Billions of user records, combinations of usernames and passwords compromised in earlier data breaches, were left unprotected in an online database, available to anyone who knew where to look.
This is according to a new report from Cybernews, citing CEO of SecurityDiscovery, Bob Diachenko. Apparently, a digital risk protection firm called DarkBeam was collecting credentials stolen in both reported and non-reported data breaches, to notify the affected individuals. But the database was easy to find, it seems, with a little help from Elasticsearch and Kibana (a database system and a specialized search engine).
Diachenko found a database containing more than 3.8 billion records. Soon afterward, he contacted DarkBeam who managed to quickly lock the doors and protect the database. There’s no word if any threat actors found the database before the researchers, though.
Identity theft galore
The database contained, among other things, 16 collections named “email 0-9” and “email A-F”, each holding almost 240 million records. It seems to have been well organized, and if any hackers had obtained it, they would have gotten a treasure trove of sensitive data, perfect for phishing, identity theft, wire fraud, and other cybercriminal activity.

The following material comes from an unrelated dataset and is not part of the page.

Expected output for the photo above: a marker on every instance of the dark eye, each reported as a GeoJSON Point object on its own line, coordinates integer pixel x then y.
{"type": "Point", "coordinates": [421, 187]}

Exposed databases mostly happen due to human error, but they’re also one of the most common instances of data leaks. Throughout the years there have been countless such events including, most recently, an unlocked Microsoft Azure cloud storage database that hosted sensitive information on hundreds of people. That database, which belonged to Microsoft’s researchers working on Artificial Intelligence, held private keys and passwords. The good news is that the database was locked before any hackers could get to it.
The database was discovered by cybersecurity researchers from Wiz, who said they found a Microsoft GitHub repository with open-source code for AI models, to be used for image recognition. The models were hosted on an Azure Storage URL, but due to obvious human error, the storage also held data that no one should have access to.
A 2021 IBM report found that 19% of data breaches happen because IT teams fail to properly protect the assets found within their cloud infrastructure.